After building the executable with cmake .. I get the following result with 2 warnings :

– The C compiler identification is GNU 11.4.0
– The CXX compiler identification is GNU 11.4.0
– Detecting C compiler ABI info
– Detecting C compiler ABI info - done
– Check for working C compiler: /usr/bin/cc - skipped
– Detecting C compile features
– Detecting C compile features - done
– Detecting CXX compiler ABI info
– Detecting CXX compiler ABI info - done
– Check for working CXX compiler: /usr/bin/c++ - skipped
– Detecting CXX compile features
– Detecting CXX compile features - done
– Looking for pthread.h
– Looking for pthread.h - found
– Performing Test CMAKE_HAVE_LIBC_PTHREAD - Success
– Found Threads: TRUE
– Found CUDA: /usr/local/cuda-11.7 (found version “11.7”)
– Found CUDA: /usr/local/cuda-11.7 (found version “11.7”)
– The CUDA compiler identification is NVIDIA 11.5.119
– Detecting CUDA compiler ABI info
– Detecting CUDA compiler ABI info - done
– Check for working CUDA compiler: /usr/bin/nvcc - skipped
– Detecting CUDA compile features
– Detecting CUDA compile features - done
– Caffe2: CUDA detected: 11.7
– Caffe2: CUDA nvcc is: /usr/local/cuda-11.7/bin/nvcc
– Caffe2: CUDA toolkit directory: /usr/local/cuda-11.7
– Caffe2: Header version is: 11.7
– Found CUDNN: /usr/local/cuda-11.7/lib64/
– Found cuDNN: v8.9.1 (include: /usr/local/cuda-11.7/include, library: /usr/local/cuda-11.7/lib64/
– /usr/local/cuda-11.7/lib64/ shorthash is d833c4f3
– Autodetected CUDA architecture(s): 7.5
– Added CUDA NVCC flags for: -gencode;arch=compute_75,code=sm_75
CMake Warning at /home/amadou/anaconda3/envs/test_env/lib/python3.8/site-packages/torch/share/cmake/Torch/TorchConfig.cmake:22 (message):
static library kineto_LIBRARY-NOTFOUND not found.
Call Stack (most recent call first):
/home/amadou/anaconda3/envs/test_env/lib/python3.8/site-packages/torch/share/cmake/Torch/TorchConfig.cmake:127 (append_torchlib_if_found)
CMakeLists.txt:29 (find_package)
– Found Torch: /home/amadou/anaconda3/envs/test_env/lib/python3.8/site-packages/torch/lib/
– Configuring done
CMake Warning at CMakeLists.txt:37 (add_executable):
Cannot generate a safe runtime search path for target cyconv because files
in some directories may conflict with libraries in implicit directories:

runtime library [] in /usr/lib/x86_64-linux-gnu may be hidden by files in:

Some of these libraries may not be found correctly.

– Generating done
– Build files have been written to: /home/amadou/Development/cyconv_with_pytorch/build

Then I do make and train my CNN model.
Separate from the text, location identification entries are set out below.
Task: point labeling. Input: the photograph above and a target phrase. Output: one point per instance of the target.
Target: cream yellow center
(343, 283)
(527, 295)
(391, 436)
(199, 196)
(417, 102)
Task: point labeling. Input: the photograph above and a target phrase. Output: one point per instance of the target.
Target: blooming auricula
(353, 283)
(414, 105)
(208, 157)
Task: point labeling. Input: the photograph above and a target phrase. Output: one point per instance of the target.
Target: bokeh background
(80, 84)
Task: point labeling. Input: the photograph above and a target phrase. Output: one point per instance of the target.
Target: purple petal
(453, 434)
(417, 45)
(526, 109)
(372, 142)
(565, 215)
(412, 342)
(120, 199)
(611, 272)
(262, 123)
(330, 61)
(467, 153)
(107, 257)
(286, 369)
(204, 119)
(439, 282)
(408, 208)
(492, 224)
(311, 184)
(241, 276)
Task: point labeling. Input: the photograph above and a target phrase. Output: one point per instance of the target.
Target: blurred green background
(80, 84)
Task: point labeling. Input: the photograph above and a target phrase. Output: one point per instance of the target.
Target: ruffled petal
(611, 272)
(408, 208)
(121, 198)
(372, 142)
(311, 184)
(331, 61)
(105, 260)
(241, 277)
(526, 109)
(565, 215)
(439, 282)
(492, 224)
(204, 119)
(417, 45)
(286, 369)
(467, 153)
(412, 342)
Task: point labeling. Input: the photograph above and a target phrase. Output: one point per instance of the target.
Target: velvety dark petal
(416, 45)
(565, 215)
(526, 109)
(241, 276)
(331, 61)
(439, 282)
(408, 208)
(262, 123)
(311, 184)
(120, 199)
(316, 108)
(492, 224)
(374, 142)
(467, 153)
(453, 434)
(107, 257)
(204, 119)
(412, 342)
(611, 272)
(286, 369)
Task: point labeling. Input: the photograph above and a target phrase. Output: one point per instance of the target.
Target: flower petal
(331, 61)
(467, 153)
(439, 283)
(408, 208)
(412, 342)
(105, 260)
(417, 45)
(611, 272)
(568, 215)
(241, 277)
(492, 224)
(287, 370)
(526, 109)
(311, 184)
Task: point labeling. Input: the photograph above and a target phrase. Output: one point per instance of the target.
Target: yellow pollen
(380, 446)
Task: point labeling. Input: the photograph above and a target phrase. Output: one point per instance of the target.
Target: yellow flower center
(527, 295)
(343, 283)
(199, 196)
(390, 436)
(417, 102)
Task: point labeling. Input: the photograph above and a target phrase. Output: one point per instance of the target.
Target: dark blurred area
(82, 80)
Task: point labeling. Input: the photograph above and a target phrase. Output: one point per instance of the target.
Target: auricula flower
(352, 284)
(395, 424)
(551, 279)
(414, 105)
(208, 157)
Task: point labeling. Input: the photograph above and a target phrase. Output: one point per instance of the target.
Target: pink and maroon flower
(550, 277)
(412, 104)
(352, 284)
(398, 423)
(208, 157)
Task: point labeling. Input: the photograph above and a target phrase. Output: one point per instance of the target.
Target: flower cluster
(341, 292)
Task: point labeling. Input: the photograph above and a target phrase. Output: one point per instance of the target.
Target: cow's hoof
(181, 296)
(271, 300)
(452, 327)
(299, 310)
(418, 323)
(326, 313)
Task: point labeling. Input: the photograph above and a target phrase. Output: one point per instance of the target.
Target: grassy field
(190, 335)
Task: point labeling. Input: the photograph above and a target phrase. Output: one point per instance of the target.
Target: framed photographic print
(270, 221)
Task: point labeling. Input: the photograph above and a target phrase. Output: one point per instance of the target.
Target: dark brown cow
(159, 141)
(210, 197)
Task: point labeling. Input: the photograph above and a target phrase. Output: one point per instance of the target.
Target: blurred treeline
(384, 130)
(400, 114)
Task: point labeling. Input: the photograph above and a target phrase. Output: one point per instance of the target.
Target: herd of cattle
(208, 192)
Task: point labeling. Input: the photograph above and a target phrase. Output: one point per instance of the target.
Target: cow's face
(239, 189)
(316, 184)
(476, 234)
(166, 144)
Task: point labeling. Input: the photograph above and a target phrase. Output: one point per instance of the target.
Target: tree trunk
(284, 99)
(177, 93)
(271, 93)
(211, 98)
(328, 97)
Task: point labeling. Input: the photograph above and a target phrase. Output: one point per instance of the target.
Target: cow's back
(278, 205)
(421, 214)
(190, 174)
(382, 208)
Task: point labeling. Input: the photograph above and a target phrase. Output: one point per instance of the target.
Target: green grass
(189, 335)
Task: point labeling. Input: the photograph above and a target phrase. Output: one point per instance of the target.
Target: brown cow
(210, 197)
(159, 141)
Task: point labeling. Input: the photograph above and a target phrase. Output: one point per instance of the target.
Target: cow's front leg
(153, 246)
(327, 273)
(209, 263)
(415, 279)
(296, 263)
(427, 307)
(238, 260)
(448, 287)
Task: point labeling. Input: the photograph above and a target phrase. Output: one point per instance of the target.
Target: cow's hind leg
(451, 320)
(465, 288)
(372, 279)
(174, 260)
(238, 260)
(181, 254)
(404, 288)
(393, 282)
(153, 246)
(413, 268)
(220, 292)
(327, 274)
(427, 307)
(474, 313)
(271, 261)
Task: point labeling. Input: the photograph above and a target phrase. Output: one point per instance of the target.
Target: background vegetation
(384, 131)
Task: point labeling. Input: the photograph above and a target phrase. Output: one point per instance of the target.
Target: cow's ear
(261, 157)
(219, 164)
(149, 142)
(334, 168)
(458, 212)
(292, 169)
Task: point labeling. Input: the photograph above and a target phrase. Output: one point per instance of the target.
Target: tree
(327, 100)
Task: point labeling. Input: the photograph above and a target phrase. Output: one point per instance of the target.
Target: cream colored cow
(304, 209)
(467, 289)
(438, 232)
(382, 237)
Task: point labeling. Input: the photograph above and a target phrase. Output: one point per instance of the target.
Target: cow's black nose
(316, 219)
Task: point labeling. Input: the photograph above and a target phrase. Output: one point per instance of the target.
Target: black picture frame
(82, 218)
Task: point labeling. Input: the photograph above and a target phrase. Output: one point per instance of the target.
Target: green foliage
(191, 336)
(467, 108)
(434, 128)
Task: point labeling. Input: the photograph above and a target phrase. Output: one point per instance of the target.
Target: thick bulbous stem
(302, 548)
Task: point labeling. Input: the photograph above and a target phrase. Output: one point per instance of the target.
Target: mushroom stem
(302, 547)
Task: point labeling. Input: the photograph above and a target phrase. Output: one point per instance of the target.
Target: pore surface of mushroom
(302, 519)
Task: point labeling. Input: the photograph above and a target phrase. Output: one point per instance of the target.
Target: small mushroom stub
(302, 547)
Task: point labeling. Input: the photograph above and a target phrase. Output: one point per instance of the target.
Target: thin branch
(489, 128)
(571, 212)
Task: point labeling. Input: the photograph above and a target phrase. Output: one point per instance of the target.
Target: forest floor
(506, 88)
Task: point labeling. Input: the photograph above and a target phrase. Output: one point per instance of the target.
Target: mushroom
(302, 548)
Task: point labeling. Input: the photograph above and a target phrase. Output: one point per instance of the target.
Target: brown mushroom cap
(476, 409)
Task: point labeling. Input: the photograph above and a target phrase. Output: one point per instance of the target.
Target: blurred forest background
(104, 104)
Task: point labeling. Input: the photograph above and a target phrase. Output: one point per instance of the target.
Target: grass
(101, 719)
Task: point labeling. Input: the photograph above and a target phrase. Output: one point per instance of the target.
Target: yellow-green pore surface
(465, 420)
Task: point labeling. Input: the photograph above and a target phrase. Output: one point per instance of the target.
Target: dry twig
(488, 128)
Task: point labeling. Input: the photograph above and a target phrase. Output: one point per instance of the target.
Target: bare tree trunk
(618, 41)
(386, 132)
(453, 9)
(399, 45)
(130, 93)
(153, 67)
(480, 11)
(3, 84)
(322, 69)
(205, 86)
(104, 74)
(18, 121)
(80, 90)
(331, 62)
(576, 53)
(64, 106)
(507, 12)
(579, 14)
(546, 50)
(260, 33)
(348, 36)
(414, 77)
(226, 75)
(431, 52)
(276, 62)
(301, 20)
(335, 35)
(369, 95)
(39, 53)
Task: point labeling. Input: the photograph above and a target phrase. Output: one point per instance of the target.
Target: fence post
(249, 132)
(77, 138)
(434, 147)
But what bothers me is the execution time on GPU, which is too high. In fact, it’s not as fast as when I run the model on CPU (i.e without using CUDA).

I suspect a CUDA & Torch configuration problem on C++. I don’t have any errors in my code, but it’s just the training time that’s too high.

I can’t work out why I’m not actually using the power of GPU. Can you help me find the reason?

Thanks in advance !